Brien was abused by Langford after moving to his youth team Dunlop Terriers in the 1980s
Villa sacked Langford in 1989. The reasons for which are unknown but the police were not informed. In 2007 he was jailed for three years for the sexual abuse of four young players in the 1970s and 1980s while he worked for Villa and Leicester.
He died in 2012. But for Brien, who went on to play for clubs including West Brom and Hull, there was no escape.
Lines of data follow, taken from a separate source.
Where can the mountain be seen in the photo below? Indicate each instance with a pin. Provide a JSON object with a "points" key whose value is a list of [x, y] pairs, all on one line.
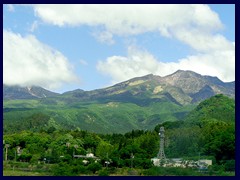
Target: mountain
{"points": [[30, 92], [181, 87], [139, 103]]}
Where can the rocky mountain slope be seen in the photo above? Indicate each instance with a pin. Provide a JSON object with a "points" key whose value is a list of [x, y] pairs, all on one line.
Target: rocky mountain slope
{"points": [[31, 92]]}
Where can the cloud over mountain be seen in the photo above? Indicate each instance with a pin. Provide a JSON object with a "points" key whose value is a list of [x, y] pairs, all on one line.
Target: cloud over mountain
{"points": [[194, 25], [27, 61]]}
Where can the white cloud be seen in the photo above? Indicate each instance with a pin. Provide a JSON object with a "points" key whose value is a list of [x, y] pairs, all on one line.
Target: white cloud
{"points": [[104, 37], [195, 25], [34, 26], [83, 62], [26, 61], [140, 63], [133, 19], [10, 8]]}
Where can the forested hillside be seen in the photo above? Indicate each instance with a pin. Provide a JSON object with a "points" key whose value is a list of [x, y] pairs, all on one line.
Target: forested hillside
{"points": [[208, 131]]}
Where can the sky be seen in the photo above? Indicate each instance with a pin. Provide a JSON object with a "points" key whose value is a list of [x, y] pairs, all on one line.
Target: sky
{"points": [[82, 46]]}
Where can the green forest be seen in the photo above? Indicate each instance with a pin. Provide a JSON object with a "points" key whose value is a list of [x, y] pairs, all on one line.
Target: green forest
{"points": [[207, 132]]}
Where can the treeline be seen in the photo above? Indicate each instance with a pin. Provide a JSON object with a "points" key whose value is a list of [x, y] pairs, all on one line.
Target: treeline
{"points": [[207, 133]]}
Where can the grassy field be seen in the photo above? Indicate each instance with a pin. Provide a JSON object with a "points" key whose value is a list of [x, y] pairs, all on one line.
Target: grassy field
{"points": [[11, 172]]}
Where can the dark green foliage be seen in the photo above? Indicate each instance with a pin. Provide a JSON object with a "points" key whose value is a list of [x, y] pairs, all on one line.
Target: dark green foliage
{"points": [[94, 167], [210, 137]]}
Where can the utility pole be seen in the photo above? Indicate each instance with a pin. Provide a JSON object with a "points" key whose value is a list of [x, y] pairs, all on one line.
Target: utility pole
{"points": [[132, 156], [161, 154], [7, 146]]}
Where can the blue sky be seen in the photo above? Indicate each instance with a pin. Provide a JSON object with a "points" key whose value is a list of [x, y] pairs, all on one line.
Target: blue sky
{"points": [[63, 48]]}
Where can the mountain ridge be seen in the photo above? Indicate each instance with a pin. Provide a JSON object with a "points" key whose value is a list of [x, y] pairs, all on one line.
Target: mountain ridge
{"points": [[183, 87]]}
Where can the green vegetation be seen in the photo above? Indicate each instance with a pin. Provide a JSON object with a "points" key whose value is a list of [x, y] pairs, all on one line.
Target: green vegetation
{"points": [[208, 132], [109, 117]]}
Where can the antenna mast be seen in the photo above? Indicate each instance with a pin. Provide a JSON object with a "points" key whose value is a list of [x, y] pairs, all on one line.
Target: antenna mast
{"points": [[161, 154]]}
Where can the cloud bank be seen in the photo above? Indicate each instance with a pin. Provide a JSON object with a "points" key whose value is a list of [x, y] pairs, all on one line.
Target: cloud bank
{"points": [[195, 25], [26, 61]]}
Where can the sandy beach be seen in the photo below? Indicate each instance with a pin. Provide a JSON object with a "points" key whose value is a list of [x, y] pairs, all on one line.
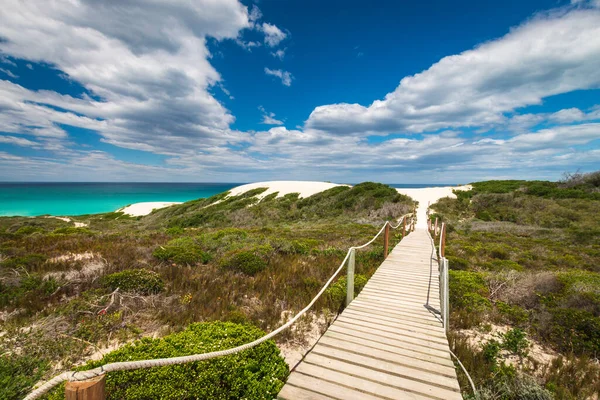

‘I felt dirty,’ he explains. ‘Ashamed. Paedophile wasn’t a word we used back then. I hit the drink when I finished. Had two failed marriages. I used to really, really take to drink. I was in a bad way but I got over that. The drinking eased the pain. Now I have spoken out I feel like a weight has been lifted off my shoulders but it’s always there.’
Richardson told the BBC that he did everything possible to protect young players, had raised Brien’s complaint with then manager Graham Taylor and chairman Doug Ellis, and that a club investigation took place.
At 18, Brien decided to tell Villa of Langford’s abuse but the issue was ‘swept under the carpet’
He added that a lack of evidence, coupled with the wishes of parents involved, led to them not passing the information on to the police.
In a later statement, released by the law firm Slater and Gordon, he said: ‘I cannot recall ever having a conversation with him about any allegations of abuse.’
Villa say the club ‘considers the safeguarding and welfare of all players and staff to be of paramount importance’. A spokesman added: ‘Aston Villa would encourage anyone with any allegation or concern regarding safeguarding or other potential wrongdoing to contact the relevant authorities.’
For Brien, who says he is yet to be contacted by the FA, the damage is done. ‘It could have been stopped 30 years ago,’ he says.
‘Even if it stopped him from getting to one more person. They swept it under the carpet. For that somebody has to be accountable. I was let down. There is anger because I tried to do something about it and nothing happened.
‘I was an 18-year-old kid brave enough to come forward and I was cheated. It’s disgraceful. They didn’t even tell me they had sacked him.’